On Sunday morning, I emerged from the grocery store and began walking towards my bright, shiny, still new Corvette. A mom in her SUV had parked next to me and her two young boys, barely of walking age, were standing, staring, and pointing at my car. One of them walked towards it with his index finger stretched out as though he was going to touch the hood. Mom yelled at him to stop and he did, all as I was still a good 30 feet away.
As I approached, I smiled at her and she said “is that your beautiful car?” and I responded in the affirmative. She said “don’t worry he didn’t touch it,” to which I laughed and told her that it happens all of the time to kids of all ages. People are entranced with that damn car. She laughed and went inside as her two boys stared at me with wonderment as I climbed in and started the roaring engine.
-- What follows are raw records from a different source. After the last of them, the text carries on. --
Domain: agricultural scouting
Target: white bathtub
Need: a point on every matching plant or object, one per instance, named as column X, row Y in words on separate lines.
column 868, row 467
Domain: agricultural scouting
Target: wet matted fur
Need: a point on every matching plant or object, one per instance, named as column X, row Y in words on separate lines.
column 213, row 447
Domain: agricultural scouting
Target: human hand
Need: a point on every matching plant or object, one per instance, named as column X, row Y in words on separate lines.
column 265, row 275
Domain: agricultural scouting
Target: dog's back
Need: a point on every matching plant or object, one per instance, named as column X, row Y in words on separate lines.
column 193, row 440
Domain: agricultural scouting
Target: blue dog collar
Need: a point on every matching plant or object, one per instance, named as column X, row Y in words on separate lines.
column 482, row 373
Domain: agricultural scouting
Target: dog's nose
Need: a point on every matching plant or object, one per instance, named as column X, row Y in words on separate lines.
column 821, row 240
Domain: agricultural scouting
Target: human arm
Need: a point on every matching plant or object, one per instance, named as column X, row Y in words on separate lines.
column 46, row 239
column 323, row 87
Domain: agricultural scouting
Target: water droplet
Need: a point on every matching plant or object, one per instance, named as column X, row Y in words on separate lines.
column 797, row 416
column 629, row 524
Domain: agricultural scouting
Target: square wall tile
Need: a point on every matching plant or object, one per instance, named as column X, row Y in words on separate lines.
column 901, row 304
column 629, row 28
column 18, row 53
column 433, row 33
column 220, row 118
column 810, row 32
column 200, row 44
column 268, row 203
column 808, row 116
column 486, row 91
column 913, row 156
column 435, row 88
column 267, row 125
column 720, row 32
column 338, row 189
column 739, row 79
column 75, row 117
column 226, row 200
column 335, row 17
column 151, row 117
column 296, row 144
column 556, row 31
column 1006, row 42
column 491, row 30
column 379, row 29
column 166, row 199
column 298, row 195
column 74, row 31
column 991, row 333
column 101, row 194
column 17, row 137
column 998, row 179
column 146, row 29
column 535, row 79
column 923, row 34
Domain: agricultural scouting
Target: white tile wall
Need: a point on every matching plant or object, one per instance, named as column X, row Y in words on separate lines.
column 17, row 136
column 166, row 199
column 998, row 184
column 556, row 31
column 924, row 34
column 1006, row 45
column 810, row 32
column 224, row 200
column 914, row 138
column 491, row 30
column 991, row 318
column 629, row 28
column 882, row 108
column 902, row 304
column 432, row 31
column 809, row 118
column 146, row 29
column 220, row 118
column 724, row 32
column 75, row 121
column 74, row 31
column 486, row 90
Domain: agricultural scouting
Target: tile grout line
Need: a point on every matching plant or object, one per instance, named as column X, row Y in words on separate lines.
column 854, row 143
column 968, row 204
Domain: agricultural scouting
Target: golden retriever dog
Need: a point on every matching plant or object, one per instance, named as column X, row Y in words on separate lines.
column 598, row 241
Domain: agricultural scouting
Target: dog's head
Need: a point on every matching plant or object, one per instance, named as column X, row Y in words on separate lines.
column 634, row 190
One of them jumped with joy when I revved it as I pulled out of the parking lot. It’s amazing how, even at ages younger than 5, we often revert to stereotypes. I often wonder why it is that boys too young to understand what the object of their affection even does are so taken with sports cars, bulldozers, and power tools. Perhaps there is a power and meaning far beyond our understanding that is laying the groundwork for this dopey world? Perhaps?
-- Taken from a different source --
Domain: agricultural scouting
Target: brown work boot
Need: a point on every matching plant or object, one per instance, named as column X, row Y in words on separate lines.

Either way, that’s what I call a cute story. Talk about true innocence, there it was personified. And by the way, had the kid touched my car it still would have been cute. You have to be an asshole of monumental proportions to take away a child’s wonderment, and I pledged long ago to never be that person. I also decided early on in life to not take things so seriously. Whoopty-do…a child’s finger print is on my 6 figure sports car…what ever will I do? I’ll wash it, that’s what.
And then there’s this…
As reported by multiple news outlets:
A 3-year-old boy in Florida headed out on the highway, looking for adventure, in a motorized toy car, narrowly avoiding traffic, ABC News reports. A grownup motorist called 911 after seeing the toddler—clad in a T-shirt and diaper—attempting to merge onto US Highway 19. A number of drivers stopped to help the boy, reports WFLA. “I was shocked,” one witness says. “Could have ended a lot differently if not for the people who stopped.”
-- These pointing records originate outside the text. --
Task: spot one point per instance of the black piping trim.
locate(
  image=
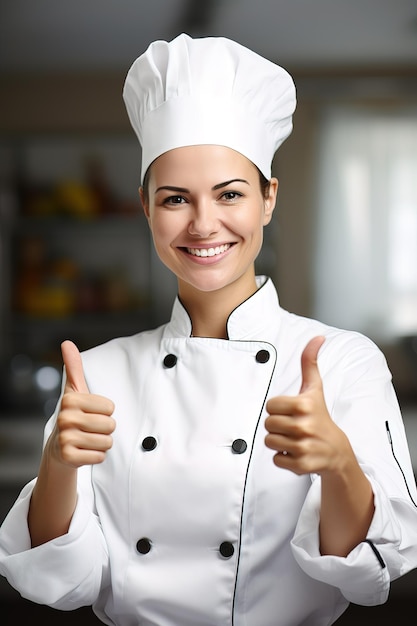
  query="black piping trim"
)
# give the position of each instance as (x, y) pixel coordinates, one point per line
(375, 551)
(247, 472)
(397, 462)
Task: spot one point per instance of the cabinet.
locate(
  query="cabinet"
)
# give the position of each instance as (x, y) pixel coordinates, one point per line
(77, 260)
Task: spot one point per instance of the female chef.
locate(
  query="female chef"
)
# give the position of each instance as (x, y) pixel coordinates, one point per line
(239, 465)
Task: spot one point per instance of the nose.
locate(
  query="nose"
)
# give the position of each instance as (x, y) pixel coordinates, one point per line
(204, 220)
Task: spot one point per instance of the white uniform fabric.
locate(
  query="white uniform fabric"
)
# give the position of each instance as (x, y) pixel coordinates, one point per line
(227, 538)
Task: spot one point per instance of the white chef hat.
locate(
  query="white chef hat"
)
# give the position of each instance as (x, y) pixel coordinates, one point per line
(209, 90)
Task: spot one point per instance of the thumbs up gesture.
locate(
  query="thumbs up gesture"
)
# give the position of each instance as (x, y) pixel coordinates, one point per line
(300, 429)
(84, 425)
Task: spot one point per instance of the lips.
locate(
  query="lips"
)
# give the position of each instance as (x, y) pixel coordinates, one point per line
(208, 252)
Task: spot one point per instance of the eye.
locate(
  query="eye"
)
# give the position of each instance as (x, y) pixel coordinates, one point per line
(174, 200)
(231, 195)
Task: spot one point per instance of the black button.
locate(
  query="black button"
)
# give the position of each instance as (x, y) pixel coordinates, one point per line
(149, 443)
(262, 356)
(144, 545)
(170, 360)
(226, 549)
(239, 446)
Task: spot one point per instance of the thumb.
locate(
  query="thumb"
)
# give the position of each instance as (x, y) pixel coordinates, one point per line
(309, 369)
(74, 368)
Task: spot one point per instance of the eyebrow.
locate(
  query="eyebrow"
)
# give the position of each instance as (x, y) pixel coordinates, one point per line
(218, 186)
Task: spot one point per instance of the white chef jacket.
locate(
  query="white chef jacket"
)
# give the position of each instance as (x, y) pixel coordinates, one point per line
(188, 522)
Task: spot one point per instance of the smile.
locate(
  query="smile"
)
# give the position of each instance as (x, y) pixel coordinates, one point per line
(204, 252)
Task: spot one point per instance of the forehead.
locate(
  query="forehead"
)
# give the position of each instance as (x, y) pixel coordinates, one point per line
(202, 163)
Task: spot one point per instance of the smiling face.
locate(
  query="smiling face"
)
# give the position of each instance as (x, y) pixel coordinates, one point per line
(206, 211)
Police arrived to find that drivers had used their cars to make a protective “blockade” around the boy, who was sitting in his own, much smaller car in the highway’s median…the boy’s father arrived about 10 minutes later. He says he was using the bathroom when his son managed to unlock the front door and escape. The boy drove two blocks from their home to the highway, cutting through backyards to avoid detection. The boy’s father had been riding his bike around the neighborhood looking for his son. Florida’s Department of Children and Families is investigating. http://www.newser.com/story/218725/toddler-drives-toy-car-onto-florida-highway.html
Oh my God, that is so cute, isn’t it? That’s the response of social media and the majority slant of most of the reporting. I mean, after all, the kid didn’t get hurt, so we should make it a cute story, shouldn’t we? NO, WE SHOULDN’T!
In a country that demands parents be put in jail who allow their kids to walk alone to and from parks 1 mile away from their home, it is appallingly inconceivable to me that we applaud and “cutify” stories like this. This child was in actual, imminent danger…children who walk alone in their neighborhoods are not; and yet the parents of the latter are publicly shamed while the parent of the former is being given a pass and age old clichés like “boys will be boys,” and “kids…what are you gonna do?”
This represents a shift in American culture that is bad for all of us. The script has been that when kids actually die, we revert to the age old “the parents have suffered enough,” cliché and demand that they not be held accountable. Conversely, when kids escape danger while simply being kids, we usually impugn the parents to no end and demand CPS investigations and such. Lately, more and more stories have emerged showing that our level of compassion is growing, and that’s a bad thing. Parents such as this dad don’t need compassion, they need a wake-up call. I don’t believe that such a message should be delivered by the government, but I am certain that it must be screamed loudly by society…and yet we are the three dumb monkeys; deaf, blind and mute. Our culture of zero judgments is catching up to us exactly as many of us predicted it would…and eventually, it will be the end of us.